Step 3: The token budget and chunked prefill
If you let a brand-new 8,000-token prompt do its entire prefill in one step, every decode in flight stalls for that whole step → everyone's inter-token latency spikes. Bad.
The fix is a token budget per step: max_num_batched_tokens. The scheduler hands out at
most that many tokens total each step. A long prefill gets chunked — split across several
steps — so it shares each step with ongoing decodes instead of monopolizing one.
budget = 2048 tokens/step
step 1: [decode A:1][decode B:1] ... [prefill of new req: 2046 of its 8000 tokens]
step 2: [decode A:1][decode B:1] ... [prefill: next 2046 tokens]
... long prefill drips through the budget while decodes keep flowing.

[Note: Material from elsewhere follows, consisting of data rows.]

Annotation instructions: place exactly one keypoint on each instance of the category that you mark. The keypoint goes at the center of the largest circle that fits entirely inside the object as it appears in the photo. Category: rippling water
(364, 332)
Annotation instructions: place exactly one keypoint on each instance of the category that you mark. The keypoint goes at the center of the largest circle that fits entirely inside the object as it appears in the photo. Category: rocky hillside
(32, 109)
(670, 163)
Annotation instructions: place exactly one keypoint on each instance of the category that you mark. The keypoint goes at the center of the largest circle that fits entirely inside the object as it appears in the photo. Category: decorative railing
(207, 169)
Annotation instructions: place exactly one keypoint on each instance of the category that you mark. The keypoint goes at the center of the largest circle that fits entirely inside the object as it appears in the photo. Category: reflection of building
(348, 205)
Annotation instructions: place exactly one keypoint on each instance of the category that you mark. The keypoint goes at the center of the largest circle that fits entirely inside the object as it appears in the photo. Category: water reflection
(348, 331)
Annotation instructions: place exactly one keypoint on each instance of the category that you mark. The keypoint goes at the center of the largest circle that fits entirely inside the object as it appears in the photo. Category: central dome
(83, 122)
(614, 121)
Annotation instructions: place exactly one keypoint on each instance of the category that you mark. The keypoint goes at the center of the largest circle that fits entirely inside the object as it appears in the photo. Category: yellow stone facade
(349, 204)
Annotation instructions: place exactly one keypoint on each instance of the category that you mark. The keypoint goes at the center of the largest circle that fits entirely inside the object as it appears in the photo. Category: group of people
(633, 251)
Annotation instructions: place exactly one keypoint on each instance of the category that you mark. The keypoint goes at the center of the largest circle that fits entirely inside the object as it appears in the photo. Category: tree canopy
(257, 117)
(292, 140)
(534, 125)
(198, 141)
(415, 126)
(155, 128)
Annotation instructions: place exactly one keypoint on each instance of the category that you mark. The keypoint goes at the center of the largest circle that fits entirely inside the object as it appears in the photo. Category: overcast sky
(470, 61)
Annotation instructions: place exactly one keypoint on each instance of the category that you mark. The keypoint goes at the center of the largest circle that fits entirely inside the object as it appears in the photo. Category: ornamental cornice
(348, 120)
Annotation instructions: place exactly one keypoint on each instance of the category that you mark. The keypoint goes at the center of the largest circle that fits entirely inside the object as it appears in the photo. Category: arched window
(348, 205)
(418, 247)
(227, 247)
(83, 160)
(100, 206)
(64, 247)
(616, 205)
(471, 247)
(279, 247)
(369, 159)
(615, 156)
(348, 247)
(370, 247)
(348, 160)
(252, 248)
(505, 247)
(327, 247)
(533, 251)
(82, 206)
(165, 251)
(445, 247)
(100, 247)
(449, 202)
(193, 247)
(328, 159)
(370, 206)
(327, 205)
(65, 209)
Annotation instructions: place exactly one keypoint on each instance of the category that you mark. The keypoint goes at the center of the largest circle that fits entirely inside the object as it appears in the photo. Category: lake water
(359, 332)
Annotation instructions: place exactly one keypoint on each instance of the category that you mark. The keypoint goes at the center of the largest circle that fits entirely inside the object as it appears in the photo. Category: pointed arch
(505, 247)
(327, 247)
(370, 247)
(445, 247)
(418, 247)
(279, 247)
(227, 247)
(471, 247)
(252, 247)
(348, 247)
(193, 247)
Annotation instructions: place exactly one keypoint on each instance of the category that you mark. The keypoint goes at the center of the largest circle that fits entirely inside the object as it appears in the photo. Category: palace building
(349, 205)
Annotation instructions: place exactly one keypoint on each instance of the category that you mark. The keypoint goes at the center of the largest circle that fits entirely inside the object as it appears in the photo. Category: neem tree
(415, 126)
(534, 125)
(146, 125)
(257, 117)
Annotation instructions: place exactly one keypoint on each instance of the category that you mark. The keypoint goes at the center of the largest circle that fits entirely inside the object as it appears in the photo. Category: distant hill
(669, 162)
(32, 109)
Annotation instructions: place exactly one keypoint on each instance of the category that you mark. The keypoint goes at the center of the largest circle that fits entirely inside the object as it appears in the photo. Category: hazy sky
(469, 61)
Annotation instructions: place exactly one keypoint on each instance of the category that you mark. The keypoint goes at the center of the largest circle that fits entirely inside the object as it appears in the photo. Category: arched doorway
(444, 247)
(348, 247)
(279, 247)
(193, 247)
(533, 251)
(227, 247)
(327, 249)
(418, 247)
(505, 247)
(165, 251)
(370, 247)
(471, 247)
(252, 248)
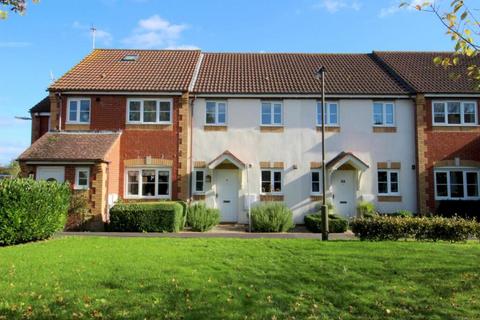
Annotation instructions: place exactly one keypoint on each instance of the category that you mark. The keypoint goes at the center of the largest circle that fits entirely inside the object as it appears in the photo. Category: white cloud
(14, 44)
(333, 6)
(101, 35)
(394, 8)
(156, 32)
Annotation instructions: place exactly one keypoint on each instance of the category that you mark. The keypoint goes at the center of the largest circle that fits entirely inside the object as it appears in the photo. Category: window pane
(469, 113)
(163, 177)
(266, 181)
(266, 113)
(439, 113)
(472, 184)
(456, 184)
(389, 113)
(134, 111)
(148, 183)
(453, 109)
(333, 114)
(377, 113)
(72, 116)
(441, 180)
(165, 111)
(132, 182)
(149, 111)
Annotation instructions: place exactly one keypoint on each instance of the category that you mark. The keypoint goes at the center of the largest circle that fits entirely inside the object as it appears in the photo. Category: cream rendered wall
(300, 144)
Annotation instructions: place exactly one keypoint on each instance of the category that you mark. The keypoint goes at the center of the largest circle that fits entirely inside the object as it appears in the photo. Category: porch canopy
(346, 160)
(226, 160)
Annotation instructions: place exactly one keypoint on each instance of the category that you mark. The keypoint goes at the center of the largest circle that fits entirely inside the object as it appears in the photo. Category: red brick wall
(446, 144)
(109, 113)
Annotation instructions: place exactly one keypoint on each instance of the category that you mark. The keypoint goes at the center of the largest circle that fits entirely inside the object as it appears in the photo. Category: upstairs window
(271, 181)
(216, 113)
(388, 182)
(272, 114)
(78, 111)
(330, 112)
(384, 114)
(149, 111)
(454, 113)
(456, 184)
(82, 178)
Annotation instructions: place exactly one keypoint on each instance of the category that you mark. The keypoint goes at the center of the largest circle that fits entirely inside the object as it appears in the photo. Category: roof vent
(130, 57)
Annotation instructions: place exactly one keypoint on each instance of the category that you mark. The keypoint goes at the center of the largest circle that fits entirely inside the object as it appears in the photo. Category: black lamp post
(320, 75)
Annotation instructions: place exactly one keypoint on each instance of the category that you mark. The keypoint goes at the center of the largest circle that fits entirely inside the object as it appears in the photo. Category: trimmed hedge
(31, 210)
(200, 218)
(272, 217)
(336, 224)
(165, 216)
(424, 228)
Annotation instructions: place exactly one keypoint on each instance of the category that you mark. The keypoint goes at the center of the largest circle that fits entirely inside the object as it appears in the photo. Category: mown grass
(137, 278)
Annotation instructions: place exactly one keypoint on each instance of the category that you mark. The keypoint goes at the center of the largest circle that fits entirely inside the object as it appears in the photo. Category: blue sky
(54, 35)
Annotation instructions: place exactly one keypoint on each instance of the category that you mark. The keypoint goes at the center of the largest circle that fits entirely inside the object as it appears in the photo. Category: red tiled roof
(63, 146)
(155, 70)
(418, 69)
(42, 106)
(280, 73)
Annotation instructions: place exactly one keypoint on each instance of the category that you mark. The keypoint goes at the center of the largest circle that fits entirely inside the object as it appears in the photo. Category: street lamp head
(320, 72)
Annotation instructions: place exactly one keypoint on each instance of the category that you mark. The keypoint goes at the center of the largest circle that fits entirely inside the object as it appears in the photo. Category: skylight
(130, 57)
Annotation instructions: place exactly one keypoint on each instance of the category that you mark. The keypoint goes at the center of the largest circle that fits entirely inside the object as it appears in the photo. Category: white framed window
(454, 113)
(456, 183)
(216, 113)
(82, 178)
(272, 113)
(271, 181)
(331, 114)
(149, 111)
(316, 182)
(384, 114)
(199, 180)
(388, 182)
(147, 183)
(78, 110)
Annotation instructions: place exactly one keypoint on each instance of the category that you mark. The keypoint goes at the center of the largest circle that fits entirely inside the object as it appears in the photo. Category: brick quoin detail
(436, 144)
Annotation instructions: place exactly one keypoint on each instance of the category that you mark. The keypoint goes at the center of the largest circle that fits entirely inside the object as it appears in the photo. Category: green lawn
(139, 278)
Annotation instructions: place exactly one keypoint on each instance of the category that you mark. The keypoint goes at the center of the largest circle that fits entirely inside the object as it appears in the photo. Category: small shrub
(336, 224)
(272, 217)
(403, 213)
(200, 218)
(366, 209)
(424, 228)
(146, 217)
(31, 210)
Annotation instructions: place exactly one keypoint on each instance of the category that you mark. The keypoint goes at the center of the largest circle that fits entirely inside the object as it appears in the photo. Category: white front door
(227, 194)
(343, 192)
(51, 173)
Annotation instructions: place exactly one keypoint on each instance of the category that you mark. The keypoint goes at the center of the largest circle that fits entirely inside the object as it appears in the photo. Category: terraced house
(237, 128)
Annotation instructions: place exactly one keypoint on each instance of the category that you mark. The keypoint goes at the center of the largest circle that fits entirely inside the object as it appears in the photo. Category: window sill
(274, 129)
(150, 126)
(389, 198)
(214, 127)
(379, 129)
(271, 197)
(329, 128)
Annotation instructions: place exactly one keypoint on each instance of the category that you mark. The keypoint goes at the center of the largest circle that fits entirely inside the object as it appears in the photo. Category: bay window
(148, 183)
(149, 111)
(454, 112)
(456, 184)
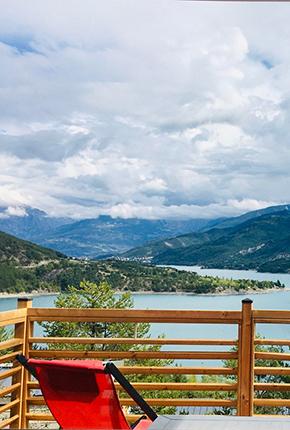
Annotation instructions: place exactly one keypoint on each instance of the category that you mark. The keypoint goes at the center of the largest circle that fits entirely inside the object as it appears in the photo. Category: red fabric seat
(80, 395)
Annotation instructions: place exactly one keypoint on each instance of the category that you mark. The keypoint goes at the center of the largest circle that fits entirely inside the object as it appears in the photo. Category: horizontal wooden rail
(185, 386)
(9, 357)
(39, 401)
(281, 342)
(281, 356)
(10, 372)
(9, 405)
(163, 386)
(272, 370)
(132, 315)
(7, 344)
(261, 316)
(9, 389)
(33, 416)
(12, 317)
(137, 355)
(239, 390)
(131, 341)
(174, 370)
(184, 402)
(272, 387)
(8, 421)
(272, 403)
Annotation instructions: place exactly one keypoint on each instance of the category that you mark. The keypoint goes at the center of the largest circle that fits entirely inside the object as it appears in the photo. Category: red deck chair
(81, 394)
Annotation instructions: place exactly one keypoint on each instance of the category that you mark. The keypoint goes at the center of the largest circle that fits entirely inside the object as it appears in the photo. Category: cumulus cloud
(144, 109)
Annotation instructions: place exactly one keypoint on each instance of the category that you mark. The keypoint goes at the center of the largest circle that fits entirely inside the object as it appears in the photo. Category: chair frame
(111, 369)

In your mini_vllm/scheduler.py, this is _clamp_new_tokens (caps each request by the
remaining budget and by long_prefill_token_threshold) and the token_budget -= num_new_tokens
bookkeeping. The real code is the same idea at scheduler.py:348 (token_budget = self.max_num_scheduled_tokens) and :390 (long_prefill_token_threshold).
Step 4: Prefix caching — the free head start
Remember from Phase 02 that requests can share physical KV blocks. The scheduler exploits this
when admitting a waiting request: before allocating, it asks the KV manager
"how much of this prompt is already computed?" (get_computed_blocks). If a shared prefix is
cached, those tokens are already done — the request starts with num_computed_tokens > 0
for free.
Request A ran earlier with prompt "You are a helpful assistant. <Q1>" → its prefix blocks cached
Request B arrives with prompt "You are a helpful assistant. <Q2>"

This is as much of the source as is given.